Path: utzoo!utgpu!water!watmath!clyde!att!osu-cis!tut.cis.ohio-state.edu!rutgers!mit-eddie!uw-beaver!cornell!rochester!pt.cs.cmu.edu!andrew.cmu.edu!zs01+
From: zs01+@andrew.cmu.edu (Zalman Stern)
Newsgroups: comp.arch
Subject: Re: using assembler
Message-ID: <0X1Yh8y00Vs8QEumsN@andrew.cmu.edu>
Date: 15 Aug 88 02:24:08 GMT
References: <6341@bloom-beacon.MIT.EDU> <60859@sun.uucp> <474@m3.mfci.UUCP> <2926@utastro.UUCP> <37014@linus.UUCP> <1086@garth.UUCP>,
	<17326@gatech.edu>
Organization: Carnegie Mellon
Lines: 80
In-Reply-To: <17326@gatech.edu>

> *Excerpts from ext.nn.comp.arch: 27-Jul-88 Re: using assembler Ken Seefried*
> *iii@gatech. (2803)*

> And C is a cakewalk?  Fine, Ill tell you what...lets get together some
> time and program, say, a MIPS machine, you in asm, and me in  C.
> I'll even tie one hand behind my backand program in FORTRAN.  And
> we'll see how far each gets (the MIPS is a RISC machine.  Even trivial
> operations require non-trivialamounts of asm code).

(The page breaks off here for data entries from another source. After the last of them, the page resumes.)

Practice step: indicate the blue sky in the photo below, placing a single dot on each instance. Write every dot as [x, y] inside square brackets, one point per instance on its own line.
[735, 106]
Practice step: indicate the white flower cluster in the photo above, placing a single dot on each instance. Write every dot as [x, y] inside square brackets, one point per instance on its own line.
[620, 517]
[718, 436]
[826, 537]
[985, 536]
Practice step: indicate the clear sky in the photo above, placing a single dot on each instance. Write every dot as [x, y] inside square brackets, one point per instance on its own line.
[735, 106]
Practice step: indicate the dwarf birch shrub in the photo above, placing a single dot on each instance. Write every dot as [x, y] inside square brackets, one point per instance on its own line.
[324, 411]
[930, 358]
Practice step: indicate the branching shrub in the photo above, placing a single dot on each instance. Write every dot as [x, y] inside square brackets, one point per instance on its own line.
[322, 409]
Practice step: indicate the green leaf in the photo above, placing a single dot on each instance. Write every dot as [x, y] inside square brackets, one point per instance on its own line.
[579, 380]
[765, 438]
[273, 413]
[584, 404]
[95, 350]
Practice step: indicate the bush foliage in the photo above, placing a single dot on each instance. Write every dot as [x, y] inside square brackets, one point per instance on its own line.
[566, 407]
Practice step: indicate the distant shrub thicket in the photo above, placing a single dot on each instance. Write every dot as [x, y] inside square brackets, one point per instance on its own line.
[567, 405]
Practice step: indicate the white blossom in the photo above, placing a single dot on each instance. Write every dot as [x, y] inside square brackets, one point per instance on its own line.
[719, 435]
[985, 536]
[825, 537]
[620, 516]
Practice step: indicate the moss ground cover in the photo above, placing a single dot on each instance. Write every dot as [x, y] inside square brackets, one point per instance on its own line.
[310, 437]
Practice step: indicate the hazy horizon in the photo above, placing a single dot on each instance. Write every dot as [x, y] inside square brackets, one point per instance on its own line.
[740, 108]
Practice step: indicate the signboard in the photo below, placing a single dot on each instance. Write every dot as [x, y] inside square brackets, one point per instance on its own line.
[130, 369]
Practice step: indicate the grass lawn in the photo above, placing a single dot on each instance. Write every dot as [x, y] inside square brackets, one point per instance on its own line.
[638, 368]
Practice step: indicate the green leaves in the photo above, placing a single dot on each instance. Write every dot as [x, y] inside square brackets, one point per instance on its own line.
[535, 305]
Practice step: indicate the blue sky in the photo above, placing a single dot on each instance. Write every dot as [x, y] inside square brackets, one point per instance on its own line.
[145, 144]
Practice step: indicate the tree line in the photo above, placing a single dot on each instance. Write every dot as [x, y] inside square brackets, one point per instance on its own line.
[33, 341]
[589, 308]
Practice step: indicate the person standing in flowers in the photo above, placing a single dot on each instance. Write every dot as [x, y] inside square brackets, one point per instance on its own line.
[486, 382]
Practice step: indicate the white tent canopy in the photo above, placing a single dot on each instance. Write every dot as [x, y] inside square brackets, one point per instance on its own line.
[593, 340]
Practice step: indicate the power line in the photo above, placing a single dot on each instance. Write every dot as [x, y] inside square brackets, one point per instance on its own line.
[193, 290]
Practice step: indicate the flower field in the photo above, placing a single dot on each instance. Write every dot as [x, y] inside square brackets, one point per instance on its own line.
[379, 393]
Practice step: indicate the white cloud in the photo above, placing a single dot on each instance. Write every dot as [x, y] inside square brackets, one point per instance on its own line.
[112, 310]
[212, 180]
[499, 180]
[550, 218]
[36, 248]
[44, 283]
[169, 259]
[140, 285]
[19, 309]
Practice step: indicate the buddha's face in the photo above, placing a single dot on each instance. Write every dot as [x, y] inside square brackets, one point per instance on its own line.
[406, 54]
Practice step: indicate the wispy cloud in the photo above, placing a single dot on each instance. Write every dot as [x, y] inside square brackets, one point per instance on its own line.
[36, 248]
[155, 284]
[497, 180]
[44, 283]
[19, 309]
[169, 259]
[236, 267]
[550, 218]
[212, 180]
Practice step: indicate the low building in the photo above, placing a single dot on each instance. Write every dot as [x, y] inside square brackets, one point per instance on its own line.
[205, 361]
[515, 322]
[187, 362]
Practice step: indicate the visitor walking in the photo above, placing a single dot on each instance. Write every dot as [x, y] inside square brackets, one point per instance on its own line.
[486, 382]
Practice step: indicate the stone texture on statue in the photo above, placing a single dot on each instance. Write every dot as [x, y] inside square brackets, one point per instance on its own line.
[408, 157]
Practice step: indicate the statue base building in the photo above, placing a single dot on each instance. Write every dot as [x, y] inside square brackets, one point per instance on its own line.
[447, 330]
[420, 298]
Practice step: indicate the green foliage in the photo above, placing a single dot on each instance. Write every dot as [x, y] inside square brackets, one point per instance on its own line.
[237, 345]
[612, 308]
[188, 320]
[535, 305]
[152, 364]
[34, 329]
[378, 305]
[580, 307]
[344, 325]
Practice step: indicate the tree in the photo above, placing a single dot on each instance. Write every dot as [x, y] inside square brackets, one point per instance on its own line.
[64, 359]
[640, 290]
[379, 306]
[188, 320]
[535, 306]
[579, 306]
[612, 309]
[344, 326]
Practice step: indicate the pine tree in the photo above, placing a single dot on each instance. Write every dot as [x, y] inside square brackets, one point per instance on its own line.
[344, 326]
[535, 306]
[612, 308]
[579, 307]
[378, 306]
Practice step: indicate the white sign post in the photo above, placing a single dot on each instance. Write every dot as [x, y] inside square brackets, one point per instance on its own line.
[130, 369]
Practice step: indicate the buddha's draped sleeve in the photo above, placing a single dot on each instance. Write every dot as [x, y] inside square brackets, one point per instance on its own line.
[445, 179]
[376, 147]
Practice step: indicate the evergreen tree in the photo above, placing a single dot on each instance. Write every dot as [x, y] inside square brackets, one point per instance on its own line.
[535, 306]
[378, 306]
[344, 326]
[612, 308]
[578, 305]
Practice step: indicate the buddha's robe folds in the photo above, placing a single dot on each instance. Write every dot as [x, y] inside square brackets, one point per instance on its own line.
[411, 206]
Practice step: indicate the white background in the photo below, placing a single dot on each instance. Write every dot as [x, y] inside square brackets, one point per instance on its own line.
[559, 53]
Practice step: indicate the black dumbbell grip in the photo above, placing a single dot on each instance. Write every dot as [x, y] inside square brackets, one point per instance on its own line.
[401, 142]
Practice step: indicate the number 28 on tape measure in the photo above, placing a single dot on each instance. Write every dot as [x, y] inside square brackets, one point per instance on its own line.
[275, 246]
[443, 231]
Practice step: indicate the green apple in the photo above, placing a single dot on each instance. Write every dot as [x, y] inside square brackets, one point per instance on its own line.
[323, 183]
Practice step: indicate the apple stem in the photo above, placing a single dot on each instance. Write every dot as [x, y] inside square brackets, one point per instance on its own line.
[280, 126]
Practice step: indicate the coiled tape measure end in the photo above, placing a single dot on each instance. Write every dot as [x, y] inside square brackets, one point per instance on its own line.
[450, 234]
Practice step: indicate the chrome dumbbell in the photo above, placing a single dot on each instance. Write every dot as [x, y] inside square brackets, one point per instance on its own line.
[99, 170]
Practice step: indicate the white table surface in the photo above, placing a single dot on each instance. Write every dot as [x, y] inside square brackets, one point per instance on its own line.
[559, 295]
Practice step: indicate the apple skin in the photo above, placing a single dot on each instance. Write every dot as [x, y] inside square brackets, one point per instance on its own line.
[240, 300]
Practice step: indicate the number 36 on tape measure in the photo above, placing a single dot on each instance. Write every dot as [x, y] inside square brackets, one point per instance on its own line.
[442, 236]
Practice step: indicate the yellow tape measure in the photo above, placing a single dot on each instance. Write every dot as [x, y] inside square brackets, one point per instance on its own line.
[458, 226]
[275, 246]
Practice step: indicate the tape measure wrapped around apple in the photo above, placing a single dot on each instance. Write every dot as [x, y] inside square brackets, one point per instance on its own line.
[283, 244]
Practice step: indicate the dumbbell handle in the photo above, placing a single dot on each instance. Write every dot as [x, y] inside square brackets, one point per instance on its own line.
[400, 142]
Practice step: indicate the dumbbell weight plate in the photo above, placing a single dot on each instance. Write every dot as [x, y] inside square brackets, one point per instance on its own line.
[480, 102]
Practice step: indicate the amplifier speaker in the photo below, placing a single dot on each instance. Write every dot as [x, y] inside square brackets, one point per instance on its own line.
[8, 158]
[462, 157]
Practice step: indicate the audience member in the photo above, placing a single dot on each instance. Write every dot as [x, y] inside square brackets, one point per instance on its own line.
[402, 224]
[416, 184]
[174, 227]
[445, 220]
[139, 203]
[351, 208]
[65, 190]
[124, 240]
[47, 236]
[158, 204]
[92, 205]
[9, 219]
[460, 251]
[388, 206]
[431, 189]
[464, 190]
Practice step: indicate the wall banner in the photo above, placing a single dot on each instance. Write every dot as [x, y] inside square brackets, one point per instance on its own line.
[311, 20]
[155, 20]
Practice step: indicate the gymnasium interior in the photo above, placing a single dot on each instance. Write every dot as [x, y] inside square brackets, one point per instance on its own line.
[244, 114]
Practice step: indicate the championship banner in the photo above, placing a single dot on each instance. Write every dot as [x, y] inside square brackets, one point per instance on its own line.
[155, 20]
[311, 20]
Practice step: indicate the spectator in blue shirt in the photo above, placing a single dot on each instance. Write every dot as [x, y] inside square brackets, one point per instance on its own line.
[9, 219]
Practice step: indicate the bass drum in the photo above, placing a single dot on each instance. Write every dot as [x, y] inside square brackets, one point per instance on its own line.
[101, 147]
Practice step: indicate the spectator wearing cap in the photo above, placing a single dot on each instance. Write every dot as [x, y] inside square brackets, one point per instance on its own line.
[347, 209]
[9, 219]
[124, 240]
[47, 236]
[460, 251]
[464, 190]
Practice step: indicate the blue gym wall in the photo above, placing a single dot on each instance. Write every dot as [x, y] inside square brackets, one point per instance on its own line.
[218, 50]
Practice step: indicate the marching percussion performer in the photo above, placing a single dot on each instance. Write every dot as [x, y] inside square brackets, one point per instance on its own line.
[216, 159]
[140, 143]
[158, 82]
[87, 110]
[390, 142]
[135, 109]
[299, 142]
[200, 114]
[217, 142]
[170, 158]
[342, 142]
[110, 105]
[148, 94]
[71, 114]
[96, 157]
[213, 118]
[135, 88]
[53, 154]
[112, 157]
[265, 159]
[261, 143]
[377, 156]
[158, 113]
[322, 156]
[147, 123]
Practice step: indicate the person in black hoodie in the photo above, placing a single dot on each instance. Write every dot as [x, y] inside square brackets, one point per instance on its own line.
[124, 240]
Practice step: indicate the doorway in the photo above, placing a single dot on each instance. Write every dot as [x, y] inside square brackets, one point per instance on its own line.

I am not sure which instructions you are refering to as requiring non-trivial
amounts of code to synthesize. Are they things I am likely to use quite often?

Here are some reasons why the MIPS R2000/R3000 should be quite reasonable for
assembly language programming:

Simplicity:

    3 hours with "MIPS R2000 RISC Architecture" by Gerry Kane and I understood
    (or "groked" if you prefer) the R2000 and R2010 (floating point unit).
    There were none of those "What would I use that instruction for?" type
    questions going through my mind.
Orthogonal register set:

    One register is pretty much as good as another. None of this "Where am I
    going to put the CX register so I can do a shift" crud you run into on the
    earlier Intel beasties.
Abundance of registers:

    You get ten or twelve (depending on whether or not you count v0 and v1)
    unsaved registers to use as temporaries. (Actually, you can add in four to
    that for the argument passing registers a0-a3.)
Arguments passed in registers:

    Many routines will not need to allocate a stack frame at all. This frees
    you from having to deal with the calling convention a lot of the time.
Single cycle instructions:

    You don't have to have an instruction timing table handy to write efficient
    code. Almost every instruction takes one cycle. The only exceptions I know
    of are multiply/divide, loads/stores, and branches. (And of course floating
    point.)
Intelligent assembler:

    The assembler removes the burden of scheduling delay slots from programmer.
    The assembler can also synthesize addressing modes for the programmer.
Of course I don't write entire programs in assembly. (For many reasons, most of
which can be summed up by saying "Assembly language is just the wrong level of
abstraction.") I occasionally find it necessary to write a routine or two in
assembly either because high level languages can't do what I need, or because I
need extreme speed. Examples of where this has come up in practice are dynamic
loading and DES encryption.

We have a dynamic loading system which uses a "link snapping" mechanism. This
means that when you call a routine that hasn't been loaded yet, you wind up in
some trampoline code that loads the routine, fixes the original reference to
the routine to point to the newly loaded code, and finally jumps to the new
routine. Since there is no way to jump to a routine in C, this trampoline code
must be written in assembly.

In the DES case, assembly can win big because DES is essentially a bunch of bit
manipulations on a small block of data (64 bytes if I remember correctly.) In
assembly, the entire block of data can be loaded into the register file and
manipulated. The lack of loads and stores during the manipulation makes the
encryption run much faster. (I have yet to run into a C compiler that is tense
enough to do this. Maybe someday, one will exist.) Most people have decided
that the portability loss of assembly is not worth the speed gain for DES code.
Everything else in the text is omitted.